Zwischen Biologie und Gesellschaft
Welche Rolle biologische Faktoren bei unserem Bild von Männlichkeit spielen, lässt sich nach Ansicht von Heesens kaum eindeutig beantworten. „Nehmen wir das Hormon Testosteron – es gibt Studien, die biologische Einflüsse belegen, und andere, die das klar widerlegen.“
Wichtiger sei es, soziale Konstruktionen zu erkennen, die Menschen in enge „Geschlechtergefängnisse“ zwängen. Eigenschaften wie Empathie, Fürsorglichkeit oder Kooperation würden Männern immer noch seltener zugeschrieben, obwohl sie entscheidend für gesellschaftlichen Zusammenhalt seien.
Horlacher verweist darauf, dass Männlichkeit weder naturgegeben noch statisch sei. Sie zeige sich vielmehr in vielfältigen Formen – abhängig von sozialer Schicht, Herkunft, Religion oder Generation. In der modernen Männlichkeitsforschung gehe es daher nicht mehr darum, eine einheitliche Definition zu finden, sondern die Vielfalt und Widersprüche von Männlichkeit zu verstehen.

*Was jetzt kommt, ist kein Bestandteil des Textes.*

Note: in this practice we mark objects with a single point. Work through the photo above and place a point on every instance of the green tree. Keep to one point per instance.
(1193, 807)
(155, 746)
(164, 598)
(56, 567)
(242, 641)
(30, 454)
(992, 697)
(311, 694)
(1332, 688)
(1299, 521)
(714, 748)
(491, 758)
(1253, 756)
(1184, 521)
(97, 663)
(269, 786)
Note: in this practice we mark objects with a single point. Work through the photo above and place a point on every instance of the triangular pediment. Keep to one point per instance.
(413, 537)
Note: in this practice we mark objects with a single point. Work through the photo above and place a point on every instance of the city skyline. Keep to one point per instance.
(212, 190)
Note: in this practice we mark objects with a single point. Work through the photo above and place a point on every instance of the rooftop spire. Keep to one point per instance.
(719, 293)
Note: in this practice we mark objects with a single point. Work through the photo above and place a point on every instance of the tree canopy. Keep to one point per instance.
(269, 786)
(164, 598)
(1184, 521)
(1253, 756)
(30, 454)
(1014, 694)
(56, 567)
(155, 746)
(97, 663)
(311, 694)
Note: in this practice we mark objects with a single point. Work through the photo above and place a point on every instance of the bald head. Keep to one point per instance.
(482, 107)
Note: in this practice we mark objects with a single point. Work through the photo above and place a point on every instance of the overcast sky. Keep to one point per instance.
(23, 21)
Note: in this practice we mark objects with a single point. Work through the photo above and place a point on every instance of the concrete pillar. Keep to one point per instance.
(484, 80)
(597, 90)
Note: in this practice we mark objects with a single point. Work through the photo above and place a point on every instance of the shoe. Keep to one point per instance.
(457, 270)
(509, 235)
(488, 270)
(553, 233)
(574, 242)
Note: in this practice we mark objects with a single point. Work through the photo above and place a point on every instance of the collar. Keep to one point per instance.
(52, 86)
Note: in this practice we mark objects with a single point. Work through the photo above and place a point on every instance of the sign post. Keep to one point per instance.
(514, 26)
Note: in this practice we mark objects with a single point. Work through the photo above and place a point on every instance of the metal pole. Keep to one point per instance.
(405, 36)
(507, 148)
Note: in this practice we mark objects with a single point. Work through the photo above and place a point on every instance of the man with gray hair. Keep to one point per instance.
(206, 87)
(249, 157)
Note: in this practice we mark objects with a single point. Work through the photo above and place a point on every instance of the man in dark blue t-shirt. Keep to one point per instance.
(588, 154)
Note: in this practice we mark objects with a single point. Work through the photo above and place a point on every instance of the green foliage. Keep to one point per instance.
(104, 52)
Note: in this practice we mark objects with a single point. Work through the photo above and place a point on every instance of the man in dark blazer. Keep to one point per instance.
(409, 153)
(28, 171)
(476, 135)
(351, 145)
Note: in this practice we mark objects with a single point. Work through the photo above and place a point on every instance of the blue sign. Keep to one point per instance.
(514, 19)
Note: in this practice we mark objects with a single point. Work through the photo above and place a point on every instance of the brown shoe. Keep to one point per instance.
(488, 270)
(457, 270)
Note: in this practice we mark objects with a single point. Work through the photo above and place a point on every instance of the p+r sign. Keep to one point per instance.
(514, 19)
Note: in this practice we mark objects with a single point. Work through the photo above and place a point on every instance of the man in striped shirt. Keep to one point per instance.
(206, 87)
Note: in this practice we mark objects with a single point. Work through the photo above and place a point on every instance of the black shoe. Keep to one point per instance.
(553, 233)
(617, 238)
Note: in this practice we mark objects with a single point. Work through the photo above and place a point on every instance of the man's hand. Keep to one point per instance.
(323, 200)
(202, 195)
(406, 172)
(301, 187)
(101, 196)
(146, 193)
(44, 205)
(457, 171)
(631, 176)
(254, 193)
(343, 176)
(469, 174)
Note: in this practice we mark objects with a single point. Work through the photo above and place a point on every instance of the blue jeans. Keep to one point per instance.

„Wir müssen dahin kommen, dass Männer sich selbstverständlich empathisch, fürsorglich und kooperativ verhalten können – in Familie und Beruf“, fordert von Heesen. Dafür brauche es neue Leitbilder, die Stärke nicht über Härte definieren, sondern über Verantwortung.
Dass Männer laut Horlacher im Durchschnitt früher sterben, häufiger zu riskantem Verhalten neigen und seltener psychologische Hilfe suchen, ist dabei kein Zufall, sondern Teil dieser erlernten Muster. Beide Forscher sind sich einig: Nur wer Männlichkeit als wandelbares, lernbares Konzept versteht, kann Strukturen aufbrechen, die Männern und Frauen schaden.